I tried 11.3 update 2 and it is almost the same as 11.0.3. For my project, I have done threading in the beginning. Therefore, when cblas_zgemm is called, I want it to be limited in 1 thread. I put mkl_set_num_threads(1) before cblas_zgemm, but it does not help the speed.
From the release node, I noticed that cblas_zgemm is optimized for different flavors such as native execution, automatic offload etc. I want to know how to call cblas_zgemm in different flavor. Which one is the same one in MKL10.3.6 ? I would like to have the same one and use it in MKL11.0.3 for a speed check.
Could you give more details about different performance between 11.3 and 10.3.6?
What is the problem size? and what is the CPU you are working on?
Setting mkl_set_num_threads(1) before cblas_zgemm call should help to use only single thread by zgemm. You may try check it by using mkl_verbose() option ( function or env. variable. This option available in MKL 11.3 but not exists in 10.3 )
and one more question - have you compared the performance with 1 threads?
The matrix size in my project is not big, like 400 x 400, but there are many matrix multiplication and inversion in several level of loops. I use our own profiler to record the time before and after each matrix multiplication. It shows that 11.3 is around 10% slower than 10.3 consistently.

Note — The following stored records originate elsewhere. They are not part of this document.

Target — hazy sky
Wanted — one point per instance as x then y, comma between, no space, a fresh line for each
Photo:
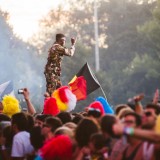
24,14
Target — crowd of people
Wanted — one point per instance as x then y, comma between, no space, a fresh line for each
131,133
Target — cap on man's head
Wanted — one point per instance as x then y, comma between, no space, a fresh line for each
59,36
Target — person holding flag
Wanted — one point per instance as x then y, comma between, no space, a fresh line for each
53,67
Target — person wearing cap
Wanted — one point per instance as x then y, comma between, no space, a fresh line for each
53,67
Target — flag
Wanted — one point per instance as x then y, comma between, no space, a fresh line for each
84,83
6,89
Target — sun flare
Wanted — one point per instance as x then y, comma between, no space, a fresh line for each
25,14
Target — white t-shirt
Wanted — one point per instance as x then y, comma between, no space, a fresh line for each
21,144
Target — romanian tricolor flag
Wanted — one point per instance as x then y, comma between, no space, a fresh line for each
84,83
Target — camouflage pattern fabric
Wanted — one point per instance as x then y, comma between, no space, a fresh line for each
53,67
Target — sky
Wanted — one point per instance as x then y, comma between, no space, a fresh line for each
25,14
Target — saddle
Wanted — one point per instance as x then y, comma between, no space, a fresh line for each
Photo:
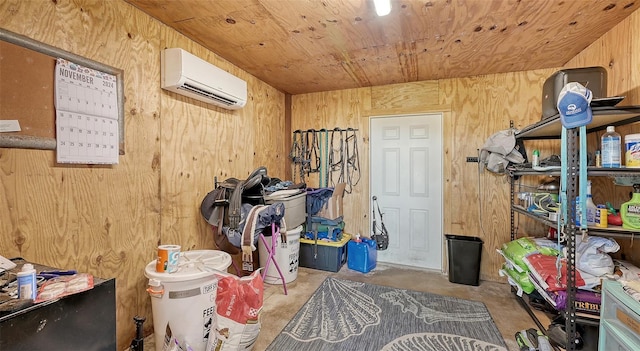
222,206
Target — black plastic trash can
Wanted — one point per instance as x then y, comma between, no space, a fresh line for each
464,254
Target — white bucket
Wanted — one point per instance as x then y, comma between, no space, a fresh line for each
186,299
286,256
632,153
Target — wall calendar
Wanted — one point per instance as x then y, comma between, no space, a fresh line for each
86,115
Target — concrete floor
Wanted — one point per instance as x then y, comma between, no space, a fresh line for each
278,308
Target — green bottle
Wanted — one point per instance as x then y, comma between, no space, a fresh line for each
630,210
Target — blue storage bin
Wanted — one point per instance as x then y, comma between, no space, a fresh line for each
362,255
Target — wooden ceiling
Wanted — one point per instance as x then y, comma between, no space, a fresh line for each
302,46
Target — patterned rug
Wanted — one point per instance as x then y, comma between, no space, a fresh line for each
348,315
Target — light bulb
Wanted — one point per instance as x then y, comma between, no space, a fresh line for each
383,7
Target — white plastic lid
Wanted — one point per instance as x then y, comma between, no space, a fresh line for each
192,265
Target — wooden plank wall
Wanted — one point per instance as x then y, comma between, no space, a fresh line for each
617,51
108,221
474,108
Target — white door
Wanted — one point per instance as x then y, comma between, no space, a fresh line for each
406,178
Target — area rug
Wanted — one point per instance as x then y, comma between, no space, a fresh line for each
348,315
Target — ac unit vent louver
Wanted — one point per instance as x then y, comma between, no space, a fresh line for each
207,94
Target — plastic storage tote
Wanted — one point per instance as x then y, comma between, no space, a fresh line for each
362,255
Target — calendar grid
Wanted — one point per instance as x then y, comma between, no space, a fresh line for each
86,115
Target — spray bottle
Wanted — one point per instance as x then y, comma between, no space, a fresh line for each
27,287
630,210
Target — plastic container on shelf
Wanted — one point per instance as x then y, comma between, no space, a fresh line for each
632,150
592,209
630,210
611,148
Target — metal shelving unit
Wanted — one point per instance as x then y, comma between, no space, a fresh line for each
551,128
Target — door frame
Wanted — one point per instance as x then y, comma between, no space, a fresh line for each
441,113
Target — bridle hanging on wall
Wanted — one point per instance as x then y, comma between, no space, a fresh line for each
326,152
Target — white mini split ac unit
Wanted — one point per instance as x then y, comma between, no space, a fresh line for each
191,76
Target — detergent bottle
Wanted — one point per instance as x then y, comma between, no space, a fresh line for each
591,207
630,210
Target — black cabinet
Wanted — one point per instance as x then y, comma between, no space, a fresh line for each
83,321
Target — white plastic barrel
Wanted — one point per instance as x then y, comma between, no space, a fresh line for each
286,254
186,299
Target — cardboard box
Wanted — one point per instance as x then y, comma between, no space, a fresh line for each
325,255
333,208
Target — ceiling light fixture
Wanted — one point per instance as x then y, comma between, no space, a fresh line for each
383,7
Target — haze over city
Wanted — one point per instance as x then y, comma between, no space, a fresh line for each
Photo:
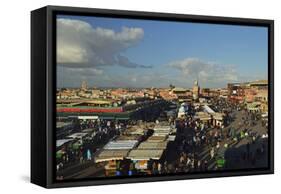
109,52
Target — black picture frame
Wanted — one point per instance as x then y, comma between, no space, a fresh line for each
43,88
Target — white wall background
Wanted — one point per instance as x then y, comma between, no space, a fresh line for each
15,94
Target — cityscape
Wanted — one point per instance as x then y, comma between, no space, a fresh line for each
123,132
151,98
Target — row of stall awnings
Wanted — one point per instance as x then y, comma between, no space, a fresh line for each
145,151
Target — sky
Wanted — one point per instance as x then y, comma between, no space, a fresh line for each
116,52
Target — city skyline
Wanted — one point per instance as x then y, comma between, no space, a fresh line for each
109,52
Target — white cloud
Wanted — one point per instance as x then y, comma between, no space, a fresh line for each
80,45
207,72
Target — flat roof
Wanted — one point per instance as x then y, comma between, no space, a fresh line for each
153,145
156,138
138,154
77,135
120,144
108,155
60,142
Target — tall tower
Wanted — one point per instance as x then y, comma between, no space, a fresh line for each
84,85
195,90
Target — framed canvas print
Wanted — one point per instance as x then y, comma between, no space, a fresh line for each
126,96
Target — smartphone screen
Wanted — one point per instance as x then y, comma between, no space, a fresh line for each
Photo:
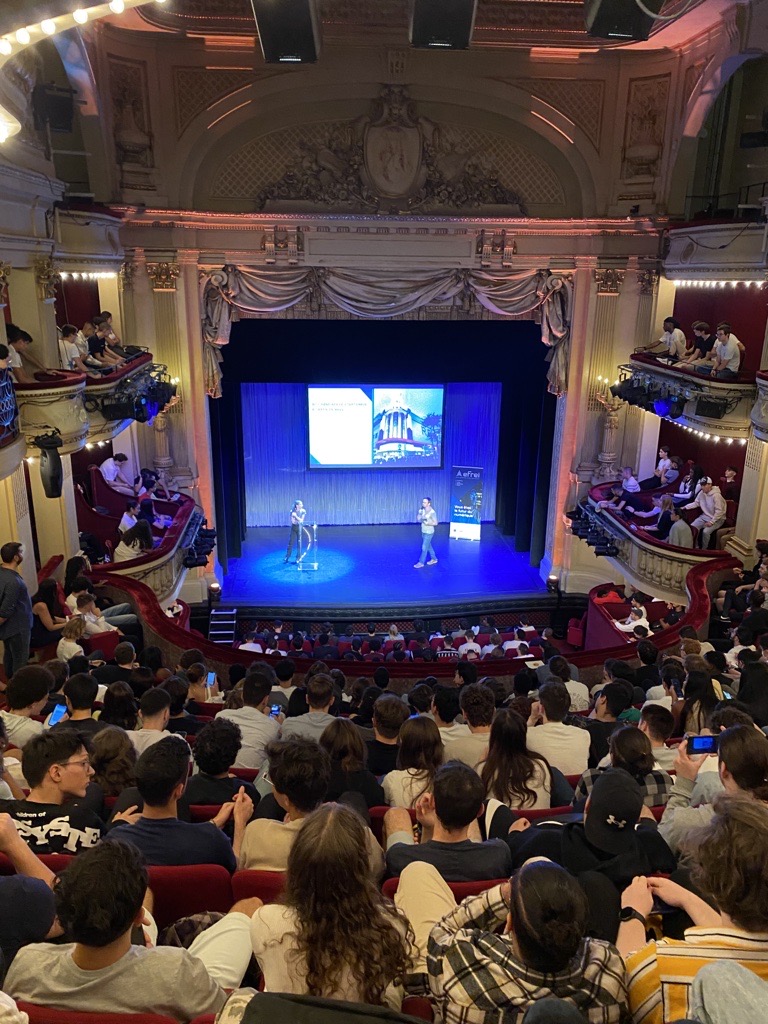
57,714
702,744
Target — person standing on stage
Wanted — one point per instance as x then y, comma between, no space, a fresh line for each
428,519
297,521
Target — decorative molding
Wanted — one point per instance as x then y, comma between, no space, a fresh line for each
647,281
5,271
163,275
47,276
608,281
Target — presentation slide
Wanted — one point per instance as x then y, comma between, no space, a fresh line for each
382,426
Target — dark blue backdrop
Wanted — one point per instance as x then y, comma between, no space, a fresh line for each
274,431
275,351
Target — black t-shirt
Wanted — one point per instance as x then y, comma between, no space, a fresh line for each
465,861
54,827
382,758
27,913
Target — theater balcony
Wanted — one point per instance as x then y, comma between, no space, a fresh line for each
53,401
713,408
163,568
759,414
649,564
124,395
12,444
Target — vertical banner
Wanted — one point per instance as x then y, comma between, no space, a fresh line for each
466,502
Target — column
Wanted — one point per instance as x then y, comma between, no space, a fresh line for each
600,363
31,292
55,518
16,521
752,519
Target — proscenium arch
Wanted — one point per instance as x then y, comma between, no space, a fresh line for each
501,109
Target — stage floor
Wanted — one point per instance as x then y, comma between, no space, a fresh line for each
372,567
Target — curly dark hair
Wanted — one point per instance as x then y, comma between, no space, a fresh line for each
510,767
730,856
343,922
217,745
114,760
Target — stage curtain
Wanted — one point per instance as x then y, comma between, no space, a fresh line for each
382,294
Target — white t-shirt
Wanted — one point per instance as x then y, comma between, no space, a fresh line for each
565,747
729,350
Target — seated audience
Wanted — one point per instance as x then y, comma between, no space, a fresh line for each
114,761
135,542
154,710
320,697
420,754
346,749
26,694
477,705
564,747
388,715
629,749
333,934
446,816
81,691
161,779
300,772
477,975
511,773
730,869
99,899
216,749
658,724
120,708
742,768
57,770
610,701
256,727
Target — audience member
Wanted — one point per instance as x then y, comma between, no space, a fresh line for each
564,747
446,816
161,779
420,754
257,728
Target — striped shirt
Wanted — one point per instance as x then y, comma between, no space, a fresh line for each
477,978
660,974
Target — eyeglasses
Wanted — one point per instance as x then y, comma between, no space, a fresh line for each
79,764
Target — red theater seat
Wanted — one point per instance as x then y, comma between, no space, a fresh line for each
267,886
180,891
44,1015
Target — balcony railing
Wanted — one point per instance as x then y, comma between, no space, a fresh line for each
53,399
649,564
716,408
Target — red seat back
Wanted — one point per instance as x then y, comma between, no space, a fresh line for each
180,891
43,1015
267,886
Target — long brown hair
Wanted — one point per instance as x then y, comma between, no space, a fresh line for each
343,921
510,766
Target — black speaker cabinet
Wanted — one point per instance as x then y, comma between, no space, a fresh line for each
289,30
619,18
443,25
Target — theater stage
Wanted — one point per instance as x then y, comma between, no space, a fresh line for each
369,570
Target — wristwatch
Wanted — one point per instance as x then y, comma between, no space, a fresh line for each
630,913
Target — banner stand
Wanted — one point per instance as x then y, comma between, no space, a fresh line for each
466,503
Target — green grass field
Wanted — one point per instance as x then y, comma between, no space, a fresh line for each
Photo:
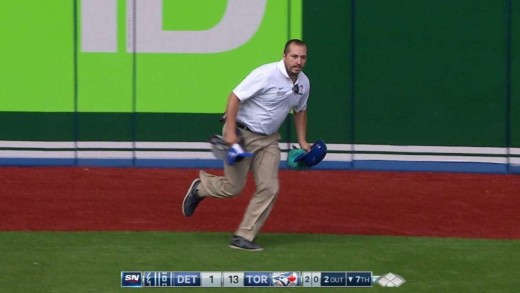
92,261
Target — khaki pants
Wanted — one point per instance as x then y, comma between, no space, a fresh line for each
264,166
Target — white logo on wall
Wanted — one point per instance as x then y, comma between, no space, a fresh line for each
390,280
145,34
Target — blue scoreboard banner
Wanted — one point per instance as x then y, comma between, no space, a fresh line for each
360,279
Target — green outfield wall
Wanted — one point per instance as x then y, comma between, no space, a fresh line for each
395,84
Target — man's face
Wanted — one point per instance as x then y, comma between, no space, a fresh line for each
295,59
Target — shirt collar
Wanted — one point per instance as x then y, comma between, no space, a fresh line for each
283,70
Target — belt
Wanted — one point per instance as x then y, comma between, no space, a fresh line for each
243,126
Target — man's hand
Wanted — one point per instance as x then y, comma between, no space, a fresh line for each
305,146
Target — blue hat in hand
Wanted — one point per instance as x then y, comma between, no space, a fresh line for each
236,154
299,159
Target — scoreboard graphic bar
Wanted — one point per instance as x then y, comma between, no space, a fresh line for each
238,279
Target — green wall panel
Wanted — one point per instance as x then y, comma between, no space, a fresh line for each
36,55
327,31
515,77
33,126
430,72
200,83
105,79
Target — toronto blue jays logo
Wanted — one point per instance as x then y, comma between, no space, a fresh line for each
286,279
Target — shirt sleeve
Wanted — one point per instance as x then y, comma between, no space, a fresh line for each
254,83
302,105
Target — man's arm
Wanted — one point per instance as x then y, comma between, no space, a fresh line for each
300,121
230,135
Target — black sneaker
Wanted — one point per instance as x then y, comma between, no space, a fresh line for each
238,242
192,199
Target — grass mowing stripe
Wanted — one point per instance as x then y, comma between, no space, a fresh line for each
92,261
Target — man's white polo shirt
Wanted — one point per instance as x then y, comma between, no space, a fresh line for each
267,96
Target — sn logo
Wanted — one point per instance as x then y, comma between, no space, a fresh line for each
145,33
131,279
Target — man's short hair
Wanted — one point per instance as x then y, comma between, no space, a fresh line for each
293,41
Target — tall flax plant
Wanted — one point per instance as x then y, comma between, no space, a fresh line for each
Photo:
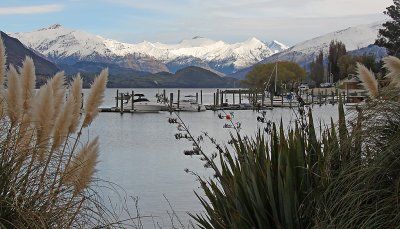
276,182
365,194
45,171
268,184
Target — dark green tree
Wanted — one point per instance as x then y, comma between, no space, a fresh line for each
317,68
348,64
336,50
389,36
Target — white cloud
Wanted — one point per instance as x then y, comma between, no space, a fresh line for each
39,9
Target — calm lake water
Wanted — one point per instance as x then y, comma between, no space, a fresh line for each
139,152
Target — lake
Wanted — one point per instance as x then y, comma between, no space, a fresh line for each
139,152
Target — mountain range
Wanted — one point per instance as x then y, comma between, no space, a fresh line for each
358,41
76,51
19,52
67,46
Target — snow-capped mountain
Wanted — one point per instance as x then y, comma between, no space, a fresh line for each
63,45
355,38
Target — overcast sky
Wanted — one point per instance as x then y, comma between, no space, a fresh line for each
169,21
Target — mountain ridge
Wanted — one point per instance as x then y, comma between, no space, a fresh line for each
355,38
67,46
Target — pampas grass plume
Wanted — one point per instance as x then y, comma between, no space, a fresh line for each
393,65
81,169
14,99
76,94
95,97
369,80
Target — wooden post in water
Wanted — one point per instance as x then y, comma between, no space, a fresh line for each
122,102
116,99
132,98
179,96
171,100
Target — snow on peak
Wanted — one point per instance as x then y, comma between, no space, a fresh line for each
55,26
355,37
276,46
57,41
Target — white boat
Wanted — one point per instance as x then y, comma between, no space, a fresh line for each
355,101
141,104
189,105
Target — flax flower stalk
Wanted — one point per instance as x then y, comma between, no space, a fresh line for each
76,93
28,83
369,81
62,123
14,96
57,83
95,98
3,58
81,169
44,109
393,65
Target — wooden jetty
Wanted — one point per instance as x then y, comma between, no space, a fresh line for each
241,99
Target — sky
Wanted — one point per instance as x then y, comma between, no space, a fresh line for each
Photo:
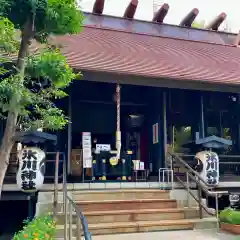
208,9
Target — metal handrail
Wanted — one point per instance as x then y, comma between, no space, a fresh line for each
202,186
69,207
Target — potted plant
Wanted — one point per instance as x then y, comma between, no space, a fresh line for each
230,220
42,227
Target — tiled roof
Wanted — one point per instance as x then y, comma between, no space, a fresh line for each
105,50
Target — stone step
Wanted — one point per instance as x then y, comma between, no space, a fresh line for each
126,204
134,215
122,194
134,227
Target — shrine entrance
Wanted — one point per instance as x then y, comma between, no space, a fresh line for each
117,128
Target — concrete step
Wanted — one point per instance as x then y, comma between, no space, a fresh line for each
134,227
126,204
134,215
121,194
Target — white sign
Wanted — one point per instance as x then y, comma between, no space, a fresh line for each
103,147
141,167
155,133
30,175
209,164
136,165
87,149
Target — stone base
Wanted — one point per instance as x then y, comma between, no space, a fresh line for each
230,228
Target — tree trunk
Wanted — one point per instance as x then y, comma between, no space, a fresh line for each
10,128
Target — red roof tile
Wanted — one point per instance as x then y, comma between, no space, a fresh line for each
157,57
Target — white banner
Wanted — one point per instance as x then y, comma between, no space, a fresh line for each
87,149
30,175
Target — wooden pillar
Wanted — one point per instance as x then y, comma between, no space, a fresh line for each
164,105
202,124
69,145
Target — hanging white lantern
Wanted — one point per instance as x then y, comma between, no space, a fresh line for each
30,175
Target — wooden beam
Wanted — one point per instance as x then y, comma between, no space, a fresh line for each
161,13
189,18
98,6
131,9
216,22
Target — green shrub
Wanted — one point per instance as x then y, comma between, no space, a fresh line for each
230,216
43,227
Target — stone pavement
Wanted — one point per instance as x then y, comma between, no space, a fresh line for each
186,235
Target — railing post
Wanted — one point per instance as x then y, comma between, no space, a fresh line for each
66,220
70,221
55,200
78,222
217,210
188,190
200,201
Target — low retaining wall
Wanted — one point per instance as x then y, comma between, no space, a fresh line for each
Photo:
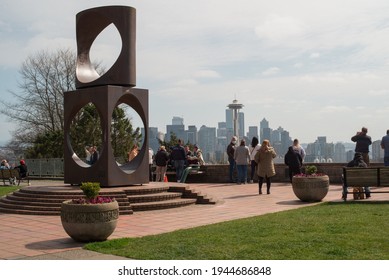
220,173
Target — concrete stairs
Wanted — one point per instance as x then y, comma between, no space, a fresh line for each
47,200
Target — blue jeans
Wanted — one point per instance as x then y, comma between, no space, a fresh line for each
232,167
386,161
242,173
253,169
179,166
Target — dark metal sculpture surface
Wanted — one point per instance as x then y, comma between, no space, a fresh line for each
106,92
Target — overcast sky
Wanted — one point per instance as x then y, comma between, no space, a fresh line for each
315,68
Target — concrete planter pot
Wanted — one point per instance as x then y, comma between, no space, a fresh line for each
89,222
311,188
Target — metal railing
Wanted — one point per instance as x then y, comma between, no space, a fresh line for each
45,167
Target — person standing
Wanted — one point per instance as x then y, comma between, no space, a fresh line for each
299,149
254,147
133,153
161,161
179,157
242,159
385,146
294,161
151,158
363,141
198,154
230,153
266,170
94,155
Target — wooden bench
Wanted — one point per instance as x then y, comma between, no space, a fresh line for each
377,177
7,174
192,169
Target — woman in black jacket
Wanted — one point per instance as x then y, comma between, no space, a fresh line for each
294,161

Our station uses Intel X5550 CPUs.
We usually use vs2010 with Intel XE 2011 Update3. We recently update to vs2013 with Intel XE 2013 SP1 Update3 and I met this slow issue. Is it possible that optimization of cblas_zgemm etc. in MKL 11.3 may cause this slow issue on old CPUs like Intel X5550?
That's strange because of the same code branch (SSE4,2 )executes in both of this versions and I think this 10% is looks like problem with measuring the execution time. Could you please add into your code mkl_get_version( MKLVersion* pVersion ) function?